If that child had not carried on the will of the parents who had cared for soldiers,

if Hendel had not struggled for seven years to find the bodies of his friends,

if Hendel had not taken that child to that demonic land,

if, at any point in all of this, either of them had given up as those around them had advised,

could he truly still be alive now?

“I still do not believe in an afterlife. But… this time, I cannot help but think it was a gift very much like those friends.”

The head butler could not answer.

He merely wiped the corners of his eyes with the back of his hand.

Hendel pretended not to see him and shifted his gaze to the documents on the desk.

Outside the window, a light was coming on in the warehouse by the annex.

It seemed the eleven-year-old child had begun researching something again tonight.

In his heart, Hendel quietly cheered on the child’s efforts.

Talent was now a word that no longer mattered to him.

***

Meanwhile, at that time, Yulian was…

‘Now that I think about it, is this possession or reincarnation?’

As soon as he arrived at the annex, he was grappling with the difficult problem he had recently encountered.

It was homework he had put off for years because he had been clinging to the development of quinine.

A concern about his own identity, one he had still never once reached a conclusion on.

‘Tsk… I definitely had memories from when I was a baby.’

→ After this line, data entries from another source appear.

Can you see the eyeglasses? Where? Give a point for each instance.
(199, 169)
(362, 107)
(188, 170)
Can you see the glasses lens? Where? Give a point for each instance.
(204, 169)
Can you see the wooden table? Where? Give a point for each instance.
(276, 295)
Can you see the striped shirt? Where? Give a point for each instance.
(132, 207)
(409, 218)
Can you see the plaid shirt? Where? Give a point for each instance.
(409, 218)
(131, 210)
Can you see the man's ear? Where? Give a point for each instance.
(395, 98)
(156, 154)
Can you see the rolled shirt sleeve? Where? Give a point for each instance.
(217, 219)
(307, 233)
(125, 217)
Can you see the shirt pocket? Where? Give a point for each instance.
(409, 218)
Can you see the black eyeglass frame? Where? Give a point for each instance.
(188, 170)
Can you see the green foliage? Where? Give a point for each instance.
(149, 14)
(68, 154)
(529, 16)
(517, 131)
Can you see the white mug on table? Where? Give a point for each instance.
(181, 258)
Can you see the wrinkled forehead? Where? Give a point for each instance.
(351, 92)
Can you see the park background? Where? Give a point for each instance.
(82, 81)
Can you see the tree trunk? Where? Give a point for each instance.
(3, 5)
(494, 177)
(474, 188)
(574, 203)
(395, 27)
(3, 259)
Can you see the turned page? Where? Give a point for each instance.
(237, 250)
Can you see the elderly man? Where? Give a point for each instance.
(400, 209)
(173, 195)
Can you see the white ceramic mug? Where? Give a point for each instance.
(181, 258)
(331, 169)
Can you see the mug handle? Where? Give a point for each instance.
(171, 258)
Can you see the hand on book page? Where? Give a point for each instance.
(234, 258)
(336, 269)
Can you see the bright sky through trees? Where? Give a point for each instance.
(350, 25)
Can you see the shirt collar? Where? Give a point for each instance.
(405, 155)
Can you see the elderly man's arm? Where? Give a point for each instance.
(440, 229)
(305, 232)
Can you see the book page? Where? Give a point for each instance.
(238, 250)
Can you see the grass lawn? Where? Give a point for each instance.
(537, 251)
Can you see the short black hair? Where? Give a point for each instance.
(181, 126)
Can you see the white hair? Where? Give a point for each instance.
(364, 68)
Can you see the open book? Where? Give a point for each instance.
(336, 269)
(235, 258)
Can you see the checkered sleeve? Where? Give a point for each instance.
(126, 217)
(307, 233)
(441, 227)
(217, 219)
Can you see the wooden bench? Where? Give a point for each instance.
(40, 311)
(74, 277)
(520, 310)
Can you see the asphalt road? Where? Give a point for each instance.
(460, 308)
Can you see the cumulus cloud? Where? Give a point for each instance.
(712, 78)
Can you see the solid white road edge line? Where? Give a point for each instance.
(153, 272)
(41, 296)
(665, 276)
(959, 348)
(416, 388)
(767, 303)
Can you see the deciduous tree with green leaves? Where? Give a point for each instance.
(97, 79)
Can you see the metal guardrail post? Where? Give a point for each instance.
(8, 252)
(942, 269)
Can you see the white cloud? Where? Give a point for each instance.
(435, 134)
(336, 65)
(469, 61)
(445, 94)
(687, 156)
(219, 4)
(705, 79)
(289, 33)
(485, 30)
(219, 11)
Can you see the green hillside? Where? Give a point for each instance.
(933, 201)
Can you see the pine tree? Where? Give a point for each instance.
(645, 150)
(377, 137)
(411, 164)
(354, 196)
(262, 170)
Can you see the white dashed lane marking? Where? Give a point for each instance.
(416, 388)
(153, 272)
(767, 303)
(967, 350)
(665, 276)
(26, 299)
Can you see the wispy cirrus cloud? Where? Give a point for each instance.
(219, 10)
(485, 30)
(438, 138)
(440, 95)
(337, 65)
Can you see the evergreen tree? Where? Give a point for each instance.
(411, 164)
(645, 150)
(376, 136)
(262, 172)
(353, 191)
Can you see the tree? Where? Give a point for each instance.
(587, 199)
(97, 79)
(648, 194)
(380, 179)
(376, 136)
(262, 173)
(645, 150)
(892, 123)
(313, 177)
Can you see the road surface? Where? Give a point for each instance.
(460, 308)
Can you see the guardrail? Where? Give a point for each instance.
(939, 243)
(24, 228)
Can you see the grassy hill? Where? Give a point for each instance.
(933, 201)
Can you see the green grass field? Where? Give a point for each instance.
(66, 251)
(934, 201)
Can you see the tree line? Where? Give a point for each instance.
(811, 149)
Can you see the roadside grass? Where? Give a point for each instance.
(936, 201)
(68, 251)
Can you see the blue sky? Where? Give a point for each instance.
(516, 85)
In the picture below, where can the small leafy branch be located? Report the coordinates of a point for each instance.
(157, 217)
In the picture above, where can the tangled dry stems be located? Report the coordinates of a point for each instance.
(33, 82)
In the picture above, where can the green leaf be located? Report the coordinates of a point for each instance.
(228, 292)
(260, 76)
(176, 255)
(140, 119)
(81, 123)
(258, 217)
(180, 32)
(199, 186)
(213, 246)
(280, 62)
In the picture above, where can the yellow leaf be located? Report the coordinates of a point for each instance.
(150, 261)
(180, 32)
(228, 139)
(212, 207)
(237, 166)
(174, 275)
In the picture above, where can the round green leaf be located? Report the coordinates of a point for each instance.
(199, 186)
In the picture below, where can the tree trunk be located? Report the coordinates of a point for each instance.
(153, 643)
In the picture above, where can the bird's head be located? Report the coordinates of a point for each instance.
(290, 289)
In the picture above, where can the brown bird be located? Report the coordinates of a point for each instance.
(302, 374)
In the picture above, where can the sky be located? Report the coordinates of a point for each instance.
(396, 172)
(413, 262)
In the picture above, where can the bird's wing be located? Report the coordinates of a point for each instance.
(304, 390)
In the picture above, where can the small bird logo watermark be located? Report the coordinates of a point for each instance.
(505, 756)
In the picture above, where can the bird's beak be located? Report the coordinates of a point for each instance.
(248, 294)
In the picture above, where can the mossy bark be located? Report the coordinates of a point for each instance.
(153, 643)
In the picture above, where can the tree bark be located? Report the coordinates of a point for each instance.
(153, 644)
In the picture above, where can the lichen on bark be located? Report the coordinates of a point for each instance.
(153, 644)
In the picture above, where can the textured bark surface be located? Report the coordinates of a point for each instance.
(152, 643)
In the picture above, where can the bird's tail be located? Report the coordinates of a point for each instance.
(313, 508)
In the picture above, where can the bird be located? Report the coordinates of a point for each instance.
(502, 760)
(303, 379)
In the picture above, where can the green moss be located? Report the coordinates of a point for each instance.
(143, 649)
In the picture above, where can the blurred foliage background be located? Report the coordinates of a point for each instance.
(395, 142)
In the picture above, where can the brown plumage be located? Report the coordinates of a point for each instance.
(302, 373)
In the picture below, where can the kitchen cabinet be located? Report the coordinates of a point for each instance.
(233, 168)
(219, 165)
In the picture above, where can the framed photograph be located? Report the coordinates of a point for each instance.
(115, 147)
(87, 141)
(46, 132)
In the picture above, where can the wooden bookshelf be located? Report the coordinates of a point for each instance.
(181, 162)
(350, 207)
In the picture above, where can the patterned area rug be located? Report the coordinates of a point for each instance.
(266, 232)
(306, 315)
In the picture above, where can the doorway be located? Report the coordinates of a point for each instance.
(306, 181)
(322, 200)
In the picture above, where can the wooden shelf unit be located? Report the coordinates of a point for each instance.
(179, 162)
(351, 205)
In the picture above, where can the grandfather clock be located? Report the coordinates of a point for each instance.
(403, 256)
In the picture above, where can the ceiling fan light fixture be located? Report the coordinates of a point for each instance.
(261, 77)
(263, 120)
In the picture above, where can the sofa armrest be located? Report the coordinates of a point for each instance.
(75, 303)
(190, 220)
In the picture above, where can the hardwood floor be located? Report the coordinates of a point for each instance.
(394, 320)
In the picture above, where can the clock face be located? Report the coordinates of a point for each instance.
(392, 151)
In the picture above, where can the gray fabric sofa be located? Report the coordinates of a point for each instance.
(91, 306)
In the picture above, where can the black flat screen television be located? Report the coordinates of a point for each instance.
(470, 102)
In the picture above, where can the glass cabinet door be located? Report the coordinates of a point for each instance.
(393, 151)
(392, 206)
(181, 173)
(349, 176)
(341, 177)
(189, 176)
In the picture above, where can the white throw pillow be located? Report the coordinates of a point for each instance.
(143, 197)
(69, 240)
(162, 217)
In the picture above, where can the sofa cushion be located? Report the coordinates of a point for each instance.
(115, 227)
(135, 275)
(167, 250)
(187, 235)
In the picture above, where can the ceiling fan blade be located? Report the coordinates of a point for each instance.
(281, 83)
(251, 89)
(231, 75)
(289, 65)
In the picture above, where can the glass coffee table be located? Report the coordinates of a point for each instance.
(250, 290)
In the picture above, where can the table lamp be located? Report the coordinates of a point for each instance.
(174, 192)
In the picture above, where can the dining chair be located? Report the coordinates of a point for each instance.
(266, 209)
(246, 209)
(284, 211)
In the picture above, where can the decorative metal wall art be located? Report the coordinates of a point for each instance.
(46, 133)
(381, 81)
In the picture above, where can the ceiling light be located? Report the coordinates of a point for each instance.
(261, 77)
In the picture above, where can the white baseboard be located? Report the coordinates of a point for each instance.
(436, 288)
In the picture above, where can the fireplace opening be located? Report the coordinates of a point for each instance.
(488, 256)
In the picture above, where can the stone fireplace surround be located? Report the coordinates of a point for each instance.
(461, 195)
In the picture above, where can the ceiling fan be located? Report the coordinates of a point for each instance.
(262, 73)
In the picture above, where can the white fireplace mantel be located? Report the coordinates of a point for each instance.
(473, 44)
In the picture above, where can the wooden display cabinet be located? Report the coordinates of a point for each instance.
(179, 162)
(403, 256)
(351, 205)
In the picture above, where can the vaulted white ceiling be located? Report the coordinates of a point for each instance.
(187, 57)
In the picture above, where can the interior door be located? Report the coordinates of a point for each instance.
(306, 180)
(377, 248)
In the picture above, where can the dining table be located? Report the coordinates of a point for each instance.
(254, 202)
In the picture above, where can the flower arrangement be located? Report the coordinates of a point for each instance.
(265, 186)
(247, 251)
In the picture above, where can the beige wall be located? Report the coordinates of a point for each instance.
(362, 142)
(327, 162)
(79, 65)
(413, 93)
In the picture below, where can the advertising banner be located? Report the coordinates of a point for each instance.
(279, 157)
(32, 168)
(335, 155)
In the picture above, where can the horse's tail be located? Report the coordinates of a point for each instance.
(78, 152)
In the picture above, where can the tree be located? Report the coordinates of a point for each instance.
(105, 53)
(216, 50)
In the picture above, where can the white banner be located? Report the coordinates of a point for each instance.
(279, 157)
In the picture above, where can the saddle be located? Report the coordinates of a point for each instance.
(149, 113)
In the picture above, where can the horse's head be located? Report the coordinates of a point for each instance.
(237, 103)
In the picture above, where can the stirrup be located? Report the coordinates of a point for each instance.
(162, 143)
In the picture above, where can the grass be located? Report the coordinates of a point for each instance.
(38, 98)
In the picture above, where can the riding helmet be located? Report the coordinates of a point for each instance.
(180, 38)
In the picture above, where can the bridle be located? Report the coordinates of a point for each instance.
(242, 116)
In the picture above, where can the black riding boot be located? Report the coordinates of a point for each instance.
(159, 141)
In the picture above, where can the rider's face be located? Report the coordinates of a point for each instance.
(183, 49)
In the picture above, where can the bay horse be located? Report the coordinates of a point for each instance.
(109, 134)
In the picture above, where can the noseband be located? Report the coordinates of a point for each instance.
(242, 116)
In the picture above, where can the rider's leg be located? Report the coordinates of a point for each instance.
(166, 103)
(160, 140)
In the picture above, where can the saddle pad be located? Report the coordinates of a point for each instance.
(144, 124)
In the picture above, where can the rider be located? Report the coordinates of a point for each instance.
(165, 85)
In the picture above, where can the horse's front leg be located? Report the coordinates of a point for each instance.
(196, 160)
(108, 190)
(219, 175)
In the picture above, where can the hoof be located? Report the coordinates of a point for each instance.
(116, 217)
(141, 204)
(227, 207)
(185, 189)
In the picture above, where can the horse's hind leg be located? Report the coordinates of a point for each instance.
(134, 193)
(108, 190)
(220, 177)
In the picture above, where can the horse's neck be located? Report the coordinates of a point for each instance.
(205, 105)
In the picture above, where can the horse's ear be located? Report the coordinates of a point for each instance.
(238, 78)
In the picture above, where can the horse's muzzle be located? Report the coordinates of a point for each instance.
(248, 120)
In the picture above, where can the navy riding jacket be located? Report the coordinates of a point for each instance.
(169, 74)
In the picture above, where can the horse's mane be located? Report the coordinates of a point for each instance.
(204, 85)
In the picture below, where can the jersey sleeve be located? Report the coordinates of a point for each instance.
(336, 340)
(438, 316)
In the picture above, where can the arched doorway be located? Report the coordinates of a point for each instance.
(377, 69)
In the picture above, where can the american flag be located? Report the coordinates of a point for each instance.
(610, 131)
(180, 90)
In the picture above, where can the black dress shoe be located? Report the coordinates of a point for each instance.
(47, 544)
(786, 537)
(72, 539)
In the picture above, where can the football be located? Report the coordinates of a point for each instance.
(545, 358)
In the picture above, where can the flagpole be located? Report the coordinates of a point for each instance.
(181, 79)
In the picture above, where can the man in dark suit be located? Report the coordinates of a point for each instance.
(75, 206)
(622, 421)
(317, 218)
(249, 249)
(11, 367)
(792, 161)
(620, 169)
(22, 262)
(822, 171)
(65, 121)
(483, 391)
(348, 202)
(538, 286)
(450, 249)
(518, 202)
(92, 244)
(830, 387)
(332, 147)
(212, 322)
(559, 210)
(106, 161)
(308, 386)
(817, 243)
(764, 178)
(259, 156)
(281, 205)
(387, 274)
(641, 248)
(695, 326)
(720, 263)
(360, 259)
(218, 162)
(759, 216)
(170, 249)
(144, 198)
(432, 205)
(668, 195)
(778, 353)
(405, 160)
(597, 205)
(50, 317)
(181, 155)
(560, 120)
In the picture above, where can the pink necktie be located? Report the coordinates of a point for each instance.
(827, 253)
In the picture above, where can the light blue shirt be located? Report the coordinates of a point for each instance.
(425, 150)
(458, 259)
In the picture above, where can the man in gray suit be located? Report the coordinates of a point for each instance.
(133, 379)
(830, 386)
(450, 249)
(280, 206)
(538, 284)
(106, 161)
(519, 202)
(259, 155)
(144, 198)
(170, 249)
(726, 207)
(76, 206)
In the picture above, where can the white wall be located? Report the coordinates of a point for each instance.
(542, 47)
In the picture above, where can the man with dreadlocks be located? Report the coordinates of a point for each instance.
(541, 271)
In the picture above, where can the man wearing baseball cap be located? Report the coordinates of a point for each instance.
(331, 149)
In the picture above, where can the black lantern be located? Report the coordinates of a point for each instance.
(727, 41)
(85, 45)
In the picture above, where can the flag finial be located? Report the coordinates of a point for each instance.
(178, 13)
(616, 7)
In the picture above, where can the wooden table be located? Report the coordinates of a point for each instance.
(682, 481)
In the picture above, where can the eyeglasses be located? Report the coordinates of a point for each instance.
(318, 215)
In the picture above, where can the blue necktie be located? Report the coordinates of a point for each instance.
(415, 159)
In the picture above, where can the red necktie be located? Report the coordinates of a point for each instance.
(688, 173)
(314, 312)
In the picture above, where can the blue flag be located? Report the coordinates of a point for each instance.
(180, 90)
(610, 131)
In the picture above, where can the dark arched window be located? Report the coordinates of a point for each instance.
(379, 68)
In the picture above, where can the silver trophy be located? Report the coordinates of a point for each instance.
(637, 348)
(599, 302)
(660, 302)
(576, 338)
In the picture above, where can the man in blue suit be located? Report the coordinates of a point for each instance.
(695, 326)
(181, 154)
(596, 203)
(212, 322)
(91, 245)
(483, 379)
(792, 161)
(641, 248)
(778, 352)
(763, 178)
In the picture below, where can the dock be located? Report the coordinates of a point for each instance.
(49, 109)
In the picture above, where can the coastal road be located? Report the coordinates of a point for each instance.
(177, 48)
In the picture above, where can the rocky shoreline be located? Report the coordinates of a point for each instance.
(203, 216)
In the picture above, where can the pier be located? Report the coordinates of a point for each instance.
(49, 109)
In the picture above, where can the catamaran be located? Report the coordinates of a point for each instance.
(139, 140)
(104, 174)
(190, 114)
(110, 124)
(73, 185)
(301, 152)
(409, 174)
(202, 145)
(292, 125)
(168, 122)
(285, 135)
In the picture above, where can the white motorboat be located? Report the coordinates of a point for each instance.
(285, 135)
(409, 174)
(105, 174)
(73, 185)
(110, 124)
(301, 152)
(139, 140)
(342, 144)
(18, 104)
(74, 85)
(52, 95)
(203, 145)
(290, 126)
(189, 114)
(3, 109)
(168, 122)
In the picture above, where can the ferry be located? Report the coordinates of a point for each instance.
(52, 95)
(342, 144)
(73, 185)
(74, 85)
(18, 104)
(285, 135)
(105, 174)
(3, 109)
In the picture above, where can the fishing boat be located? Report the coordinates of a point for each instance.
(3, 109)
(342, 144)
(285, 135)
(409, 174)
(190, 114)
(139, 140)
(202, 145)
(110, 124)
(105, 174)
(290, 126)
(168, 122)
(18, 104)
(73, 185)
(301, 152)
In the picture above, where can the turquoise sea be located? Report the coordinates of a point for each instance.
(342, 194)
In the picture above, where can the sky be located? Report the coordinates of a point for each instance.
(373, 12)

He remembered briefly suffering from a fever one week before his first birthday.

As the fever subsided, the memories of his previous life began to grow clear.

That was the part Yulian was troubled over.

The standard for reincarnation was having memories from the moment one was born.

But as far as he knew, medically speaking, the ability to form memories began around twelve months of age.

Infantile amnesia.

According to this theory, before myelination of the hippocampus was complete, long-term memories themselves could not be formed.

In other words, even if it was reincarnation, there was a possibility that before twelve months, his brain had simply been too underdeveloped to remember…

‘Then am I possessed or reincarnated?’

Yulian rubbed his chin as he pondered.

Of course, whether it was possession or reincarnation would not change anything.

But once he had happened to start thinking about it, Yulian wanted to find the answer out of sheer stubbornness.

‘Damn it. I should’ve at least read the first sentence somehow.’

For several days after that, the light in Yulian’s room did not go out until late into the night.

As an added bonus, the head butler’s eyes grew moist as he watched it.